I recently attended the QCon London conference, and I have to say that there were a number of really interesting and thought-provoking talks.
I very much enjoyed Bart De Smet’s talk on “LINQ, take two”. This talk consisted of some observations on the current state of LINQ. In particular, the speaker pointed out that you don’t need to use interfaces when implementing LINQ as this forces the implementation of error raising methods corresponding to functionality that you don’t provide, which leads to completions in Visual Studio which aren’t really of value. Instead you can use the way that the compiler uses syntactic transforms and straightforward overloading to make it easier to use statement completion on queries for your own provider. The talk then moved on to IQbservable interface and later on to the scheduling of the execution of the LINQ query as the third dimension of query execution. This was the last talk of the conference and it overran by 15 minutes, but it was well worth attending.
“Webmachine: A practical executable model of HTTP” was really interesting from two angles. First it talked about something that was implemented in Erlang. This meant we got to see a small amount of Erlang code, and the implementation had a functional programming flavour with no global state and no mutable shared state. The main point of the talk was that this was a way to do REST correctly. Webmachine is an implementation of the state machine that governs HTTP requests. From this point of view it is interesting in itself, as it highlights some of the corner cases of the specification that are not often seem. The idea behind Webmachine is that this state machine calls out of user defined functions at various points. These functions can change the interaction by returning the appropriate values.
The presenter showed how easy it was to write a simple REST server. The defaults have been chosen to make this easy, and the user defined functions are passed the appropriate arguments, so that if the bodies only depend on the parameters, it is really easy to ensure that the server behaves as it ought.
Webmachine has been ported to a number of languages, and I’m sure it will make its way to other languages in the near future.
“Advanced Reflection” was a talk by JB Evain that highlighted the use of the Cecil library. This is a library for manipulating .NET assemblies. It provides an object model over the assemblies, allowing them to be modified and re-saved. The talk emphasised the use of the library for Aspect Oriented programming – one main example was adding checks to the prologue of functions to check for null parameters.
The current implementation allows a method’s code to be modified at the IL level, and the presenter talked about his future hopes of decompiling the IL into expression trees and allowing the modification at this level.
Cecil (and associated utility libraries) is a really useful tool which we have used at work for reading and adjusting assemblies.

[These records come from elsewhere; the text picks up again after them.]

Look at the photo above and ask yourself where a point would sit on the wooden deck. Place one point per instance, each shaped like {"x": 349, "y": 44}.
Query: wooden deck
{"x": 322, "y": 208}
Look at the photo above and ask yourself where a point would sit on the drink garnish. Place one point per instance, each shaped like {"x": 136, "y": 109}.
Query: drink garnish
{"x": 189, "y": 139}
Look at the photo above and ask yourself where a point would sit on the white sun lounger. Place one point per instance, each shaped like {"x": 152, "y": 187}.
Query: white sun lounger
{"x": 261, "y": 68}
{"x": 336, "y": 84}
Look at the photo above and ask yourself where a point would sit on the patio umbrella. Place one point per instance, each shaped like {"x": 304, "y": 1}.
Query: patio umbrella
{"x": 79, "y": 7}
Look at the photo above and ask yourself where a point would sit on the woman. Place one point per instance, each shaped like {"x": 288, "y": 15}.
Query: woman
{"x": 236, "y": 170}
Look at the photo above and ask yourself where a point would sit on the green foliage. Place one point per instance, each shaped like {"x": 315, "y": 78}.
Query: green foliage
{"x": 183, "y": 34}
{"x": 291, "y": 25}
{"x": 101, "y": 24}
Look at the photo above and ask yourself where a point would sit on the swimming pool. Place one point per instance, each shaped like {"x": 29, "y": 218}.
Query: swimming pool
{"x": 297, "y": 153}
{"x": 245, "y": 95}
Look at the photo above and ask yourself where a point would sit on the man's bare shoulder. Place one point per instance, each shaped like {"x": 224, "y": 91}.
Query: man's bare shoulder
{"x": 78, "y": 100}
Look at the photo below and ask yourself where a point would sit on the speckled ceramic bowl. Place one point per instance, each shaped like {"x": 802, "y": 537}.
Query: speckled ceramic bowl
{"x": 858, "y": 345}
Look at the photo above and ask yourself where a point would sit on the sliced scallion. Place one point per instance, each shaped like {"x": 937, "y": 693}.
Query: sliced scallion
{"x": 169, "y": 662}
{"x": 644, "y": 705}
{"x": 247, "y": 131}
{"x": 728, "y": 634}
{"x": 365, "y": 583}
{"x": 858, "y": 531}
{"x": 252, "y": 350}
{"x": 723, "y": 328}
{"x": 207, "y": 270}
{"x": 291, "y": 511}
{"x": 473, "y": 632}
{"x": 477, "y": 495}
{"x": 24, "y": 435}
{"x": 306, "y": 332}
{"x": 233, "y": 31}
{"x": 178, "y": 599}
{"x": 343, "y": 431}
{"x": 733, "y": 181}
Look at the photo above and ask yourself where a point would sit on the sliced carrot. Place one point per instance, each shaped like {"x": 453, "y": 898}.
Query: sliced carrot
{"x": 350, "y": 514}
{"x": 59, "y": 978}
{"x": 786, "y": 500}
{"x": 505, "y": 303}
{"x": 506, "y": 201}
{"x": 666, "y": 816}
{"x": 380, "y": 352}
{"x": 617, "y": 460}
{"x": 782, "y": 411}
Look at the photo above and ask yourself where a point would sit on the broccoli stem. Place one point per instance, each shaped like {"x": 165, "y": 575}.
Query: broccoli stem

Node.js is very scalable due to its use of the operating system to queue the work. A single thread means that there isn’t the memory overhead of many blocked threads, and performance is good as there is little context switching or scheduling overhead. Load balancing happens at the level of having multiple Node.js instances instead of at the threadpool level.
On the Wednesday, I attended two talks on The Java track. “Java’s youthful maturity” talked about the soon to be released version of Java, emphasising the new VM support for dynamic languages via the invokedynamic bytecode. There was also discussion of some concurrency support via the ForkJoin classes which support the ForkJoin pattern. During this discussion we got to see the new lambda syntax in Java, and a potential mechanism for extending existing classes. This latter facility adds default implementations into existing classes to support backwards compatibility.
“The future of Java EE” was very much about getting Java to work better with the cloud. During the talk the presenter used the glassfish application server to deploy an application into the cloud.
I also attended an “Introduction to iOS development” which was a quick tour of the iOS platform and it’s development tools. The introduction to Objective-C was really good, though as I’m a fan of Smalltalk it was easier to grasp the + and – to denote class and instance methods and the parameter syntax. The presenter gave brief guidelines for when an HTML5 application should be written in preference to a native application.
Both days also had relatively interesting keynote presentations, and the conference was really worthwhile.